Die Königin flüsterte mir zu: „Die Welt ist ein Theater, in dem jeder seine Rolle zu spielen hat.“

„Schon wahr“, gab ich zurück, „und ich bin Gott dankbar, dass ich nicht Ihre Rolle spielen muss.“

Endlich die Milvische Brücke. Der Zug vermied die Innenstadt und nahm den kürzeren Weg durch die Porta Pertusa und die Vatikanischen Gärten. Da wir früher als vorgesehen Rom erreichten, hatte Alexander die Königin gebeten, ihre Ankunft vorerst geheimzuhalten. Doch Hunderte von Römern säumten die Straßen, auch im Vatikan drängten sich Gaffer auf den Treppen und Galerien. Lachend sagte Christine und so laut, dass jeder es hören konnte: „Das also bedeutet in Rom, incognito anzukommen!“

Noch am Abend dieses Tages hieß der Papst Christine willkommen. Ich fragte mich, wer sie das päpstliche Zeremoniell gelehrt hatte, als sie fehlerlos die vorgeschriebenen Kniefälle, Handkuss, Fußkuss, Verbeugungen absolvierte. Ein ungewohnter Anblick, die stolze Christine so demütig zu sehen. Aber sie erwies nicht dem Menschen Fabio Chigi diese Ehren, sondern dem seit Jahrhunderten geheiligten Amt des Oberhirten der Christenheit. Zeugen doch schwache, ungerechte, eitle, ja verbrecherische Männer auf dem Stuhl Petri ebenso wie die Heiligen unter ihnen von einer Idee, die den Himmel mit der Erde, Gott mit den Menschen verbindet. Im Zentrum der Spannung zwischen Gottesreich und Welt steht der Papst, Symbol des unsichtbaren Leibes einer geeinten Menschheit als Ebenbild Gottes. Einer solchen Idee konnte Christine, die sonst keinen Menschen über sich anerkannte, huldigen. Sie war so bewegt, dass sie bei der Begrüßungsrede ins Stocken geriet. Alexander half ihr mit freundlichen Worten, sich zu fassen.

Das Gespräch erschöpfte sich im Austausch von Komplimenten. Christine pries die Lebendigkeit von Alexanders Dichtung über Münster und deklamierte: „Heimat des Regens! So möchte ich, Münster, dich benennen …“ Alexander bewunderte ihre Kenntnis der italienischen Autoren. Als sie die Bitte vortrug, von nun an auch den Namen Alexandra tragen zu dürfen, war er vollends für die Königin gewonnen. Er ahnte freilich nicht, dass sie dabei an Alexander den Großen dachte.

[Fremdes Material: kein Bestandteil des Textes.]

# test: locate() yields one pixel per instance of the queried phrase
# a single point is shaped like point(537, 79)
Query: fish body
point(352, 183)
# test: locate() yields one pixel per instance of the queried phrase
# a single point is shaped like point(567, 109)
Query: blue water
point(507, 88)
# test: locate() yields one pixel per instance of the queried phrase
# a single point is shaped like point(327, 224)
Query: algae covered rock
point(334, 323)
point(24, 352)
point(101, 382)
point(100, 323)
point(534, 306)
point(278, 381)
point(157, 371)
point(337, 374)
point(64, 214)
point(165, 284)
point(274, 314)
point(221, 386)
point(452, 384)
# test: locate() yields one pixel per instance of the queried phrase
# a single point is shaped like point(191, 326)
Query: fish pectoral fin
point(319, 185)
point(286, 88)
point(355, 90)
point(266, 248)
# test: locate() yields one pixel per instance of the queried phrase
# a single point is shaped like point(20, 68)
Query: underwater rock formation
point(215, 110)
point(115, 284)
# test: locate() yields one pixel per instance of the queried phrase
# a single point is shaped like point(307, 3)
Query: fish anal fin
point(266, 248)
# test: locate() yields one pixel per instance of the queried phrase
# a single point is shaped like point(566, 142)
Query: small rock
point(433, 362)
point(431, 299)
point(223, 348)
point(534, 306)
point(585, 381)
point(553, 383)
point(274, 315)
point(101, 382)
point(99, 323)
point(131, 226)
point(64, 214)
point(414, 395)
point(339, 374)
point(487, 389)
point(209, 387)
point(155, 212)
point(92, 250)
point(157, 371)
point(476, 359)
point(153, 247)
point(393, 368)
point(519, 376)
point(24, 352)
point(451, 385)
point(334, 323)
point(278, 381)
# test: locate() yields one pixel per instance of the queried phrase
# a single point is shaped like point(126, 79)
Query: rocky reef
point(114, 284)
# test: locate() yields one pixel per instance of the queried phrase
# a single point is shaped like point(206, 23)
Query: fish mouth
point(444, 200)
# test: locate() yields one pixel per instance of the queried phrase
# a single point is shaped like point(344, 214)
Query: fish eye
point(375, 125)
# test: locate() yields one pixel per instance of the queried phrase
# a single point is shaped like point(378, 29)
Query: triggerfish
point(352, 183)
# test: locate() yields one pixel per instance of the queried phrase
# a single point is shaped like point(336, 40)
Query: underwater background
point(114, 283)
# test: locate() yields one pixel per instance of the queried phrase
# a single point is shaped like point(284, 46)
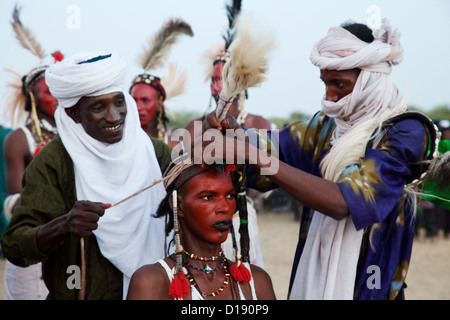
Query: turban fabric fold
point(374, 91)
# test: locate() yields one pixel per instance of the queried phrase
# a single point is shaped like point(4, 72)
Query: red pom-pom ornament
point(240, 273)
point(179, 287)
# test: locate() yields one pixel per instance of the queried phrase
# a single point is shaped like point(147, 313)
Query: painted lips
point(113, 128)
point(223, 225)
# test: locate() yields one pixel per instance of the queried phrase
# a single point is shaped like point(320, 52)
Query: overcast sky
point(293, 83)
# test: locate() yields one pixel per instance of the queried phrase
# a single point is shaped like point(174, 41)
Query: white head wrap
point(127, 234)
point(373, 91)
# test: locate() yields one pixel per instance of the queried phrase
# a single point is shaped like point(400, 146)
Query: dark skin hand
point(305, 187)
point(80, 221)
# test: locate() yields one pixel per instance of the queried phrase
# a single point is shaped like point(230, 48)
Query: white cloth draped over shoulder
point(128, 235)
point(328, 264)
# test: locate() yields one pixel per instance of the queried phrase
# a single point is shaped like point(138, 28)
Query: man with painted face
point(356, 165)
point(30, 95)
point(200, 204)
point(150, 95)
point(99, 157)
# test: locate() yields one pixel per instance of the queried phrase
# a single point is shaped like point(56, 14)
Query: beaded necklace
point(222, 265)
point(192, 281)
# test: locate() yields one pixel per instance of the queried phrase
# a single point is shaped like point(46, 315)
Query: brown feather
point(248, 63)
point(25, 37)
point(160, 44)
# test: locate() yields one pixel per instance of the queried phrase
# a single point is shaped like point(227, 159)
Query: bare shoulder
point(149, 282)
point(263, 283)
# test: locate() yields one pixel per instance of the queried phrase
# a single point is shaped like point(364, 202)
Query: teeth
point(113, 128)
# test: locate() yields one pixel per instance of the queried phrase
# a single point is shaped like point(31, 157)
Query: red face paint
point(208, 206)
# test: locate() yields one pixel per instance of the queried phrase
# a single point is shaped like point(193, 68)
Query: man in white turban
point(352, 166)
point(100, 157)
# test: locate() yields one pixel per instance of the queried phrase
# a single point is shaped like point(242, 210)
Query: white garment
point(71, 79)
point(373, 92)
point(23, 283)
point(327, 266)
point(194, 292)
point(128, 235)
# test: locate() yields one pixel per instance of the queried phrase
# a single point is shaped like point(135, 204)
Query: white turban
point(373, 91)
point(128, 235)
point(75, 77)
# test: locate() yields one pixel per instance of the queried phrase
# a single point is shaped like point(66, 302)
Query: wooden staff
point(82, 292)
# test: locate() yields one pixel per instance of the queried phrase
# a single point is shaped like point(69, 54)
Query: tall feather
point(15, 103)
point(25, 37)
point(233, 11)
point(248, 63)
point(160, 44)
point(174, 82)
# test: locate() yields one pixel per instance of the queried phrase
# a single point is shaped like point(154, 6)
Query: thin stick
point(82, 292)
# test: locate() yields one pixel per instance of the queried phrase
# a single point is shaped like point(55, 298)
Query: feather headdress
point(220, 52)
point(17, 99)
point(25, 37)
point(233, 11)
point(248, 63)
point(159, 45)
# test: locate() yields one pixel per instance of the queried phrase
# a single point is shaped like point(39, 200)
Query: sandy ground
point(428, 277)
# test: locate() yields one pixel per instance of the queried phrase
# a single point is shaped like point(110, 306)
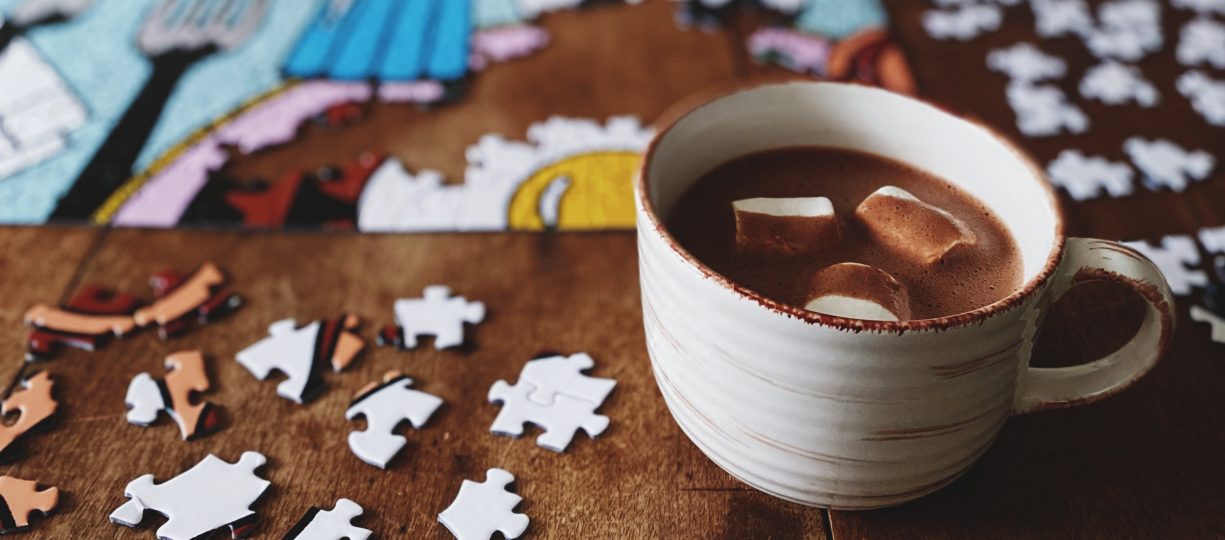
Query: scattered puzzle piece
point(208, 496)
point(32, 402)
point(1201, 314)
point(1025, 63)
point(1202, 41)
point(1174, 257)
point(21, 498)
point(436, 314)
point(304, 354)
point(147, 397)
point(386, 405)
point(1044, 109)
point(1166, 164)
point(333, 524)
point(202, 295)
point(551, 376)
point(92, 316)
point(1085, 178)
point(1054, 18)
point(962, 22)
point(484, 508)
point(1115, 83)
point(1207, 96)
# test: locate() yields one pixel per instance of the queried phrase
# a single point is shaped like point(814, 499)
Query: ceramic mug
point(861, 414)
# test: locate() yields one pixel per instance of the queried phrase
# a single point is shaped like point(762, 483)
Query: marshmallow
point(855, 290)
point(912, 228)
point(785, 227)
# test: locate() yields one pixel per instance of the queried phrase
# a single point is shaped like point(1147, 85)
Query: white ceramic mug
point(861, 414)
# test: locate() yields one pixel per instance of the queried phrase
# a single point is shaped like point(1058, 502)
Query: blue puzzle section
point(386, 41)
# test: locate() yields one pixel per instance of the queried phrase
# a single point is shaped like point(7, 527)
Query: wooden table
point(1144, 464)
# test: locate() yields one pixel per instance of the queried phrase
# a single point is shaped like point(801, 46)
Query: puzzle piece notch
point(333, 524)
point(435, 314)
point(147, 397)
point(211, 495)
point(1174, 257)
point(21, 498)
point(1166, 164)
point(385, 407)
point(32, 402)
point(556, 375)
point(303, 354)
point(202, 294)
point(484, 508)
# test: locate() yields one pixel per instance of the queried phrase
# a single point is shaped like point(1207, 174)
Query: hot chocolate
point(921, 246)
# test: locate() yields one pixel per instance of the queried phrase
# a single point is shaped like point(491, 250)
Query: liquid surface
point(703, 223)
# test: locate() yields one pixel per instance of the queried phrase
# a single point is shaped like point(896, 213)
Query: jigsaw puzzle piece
point(333, 524)
point(564, 375)
point(33, 402)
point(559, 420)
point(484, 508)
point(147, 396)
point(211, 495)
point(21, 498)
point(385, 405)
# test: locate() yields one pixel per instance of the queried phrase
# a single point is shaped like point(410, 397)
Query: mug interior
point(864, 119)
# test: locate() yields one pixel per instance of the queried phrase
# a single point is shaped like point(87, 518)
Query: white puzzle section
point(484, 508)
point(288, 349)
point(436, 314)
point(554, 394)
point(37, 109)
point(331, 524)
point(208, 496)
point(1085, 178)
point(1177, 258)
point(385, 407)
point(1165, 164)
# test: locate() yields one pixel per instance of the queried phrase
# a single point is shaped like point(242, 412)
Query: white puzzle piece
point(1054, 18)
point(1044, 110)
point(1165, 164)
point(436, 314)
point(1025, 63)
point(1207, 96)
point(1202, 42)
point(1174, 257)
point(962, 22)
point(564, 375)
point(484, 508)
point(385, 407)
point(1087, 178)
point(1127, 30)
point(333, 524)
point(1115, 83)
point(208, 496)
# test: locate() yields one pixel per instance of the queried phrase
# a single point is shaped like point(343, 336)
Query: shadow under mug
point(855, 414)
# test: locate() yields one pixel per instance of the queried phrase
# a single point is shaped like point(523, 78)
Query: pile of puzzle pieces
point(553, 392)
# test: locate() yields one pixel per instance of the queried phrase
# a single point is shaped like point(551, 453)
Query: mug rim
point(691, 105)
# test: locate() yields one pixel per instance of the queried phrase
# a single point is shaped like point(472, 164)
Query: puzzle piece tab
point(1166, 164)
point(1174, 257)
point(484, 508)
point(333, 524)
point(208, 496)
point(147, 397)
point(386, 405)
point(304, 354)
point(32, 402)
point(436, 314)
point(201, 295)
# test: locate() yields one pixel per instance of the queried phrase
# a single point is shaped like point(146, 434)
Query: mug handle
point(1089, 260)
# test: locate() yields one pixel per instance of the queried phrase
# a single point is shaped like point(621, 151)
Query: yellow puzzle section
point(599, 195)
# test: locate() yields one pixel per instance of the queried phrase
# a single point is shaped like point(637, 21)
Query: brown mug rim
point(690, 105)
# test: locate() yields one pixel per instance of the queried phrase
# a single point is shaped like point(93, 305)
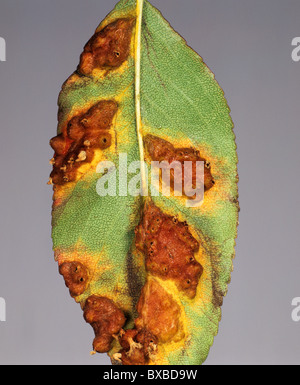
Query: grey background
point(247, 44)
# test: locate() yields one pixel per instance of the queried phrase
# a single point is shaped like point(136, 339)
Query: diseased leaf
point(150, 272)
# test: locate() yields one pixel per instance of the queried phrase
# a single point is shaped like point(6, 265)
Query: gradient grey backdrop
point(247, 44)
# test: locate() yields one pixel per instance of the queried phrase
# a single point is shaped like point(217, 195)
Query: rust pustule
point(106, 319)
point(169, 249)
point(161, 150)
point(76, 144)
point(108, 48)
point(75, 275)
point(159, 321)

Niemandem außer mir schien aufzufallen, dass die Geschichte gerade einen Purzelbaum schlug. Der als Apostolischer Nuntius bei den Friedensverhandlungen in Münster der Königin von Schweden unterlegen war, trug nun die Tiara, während Christine ohne Krone vor ihm kniete. Doch wer ist schon Sieger, wer Besiegter? Unaufhaltsam dreht sich das Rad der Zeit. Wer heute im Licht steht, sinkt morgen ins Dunkel.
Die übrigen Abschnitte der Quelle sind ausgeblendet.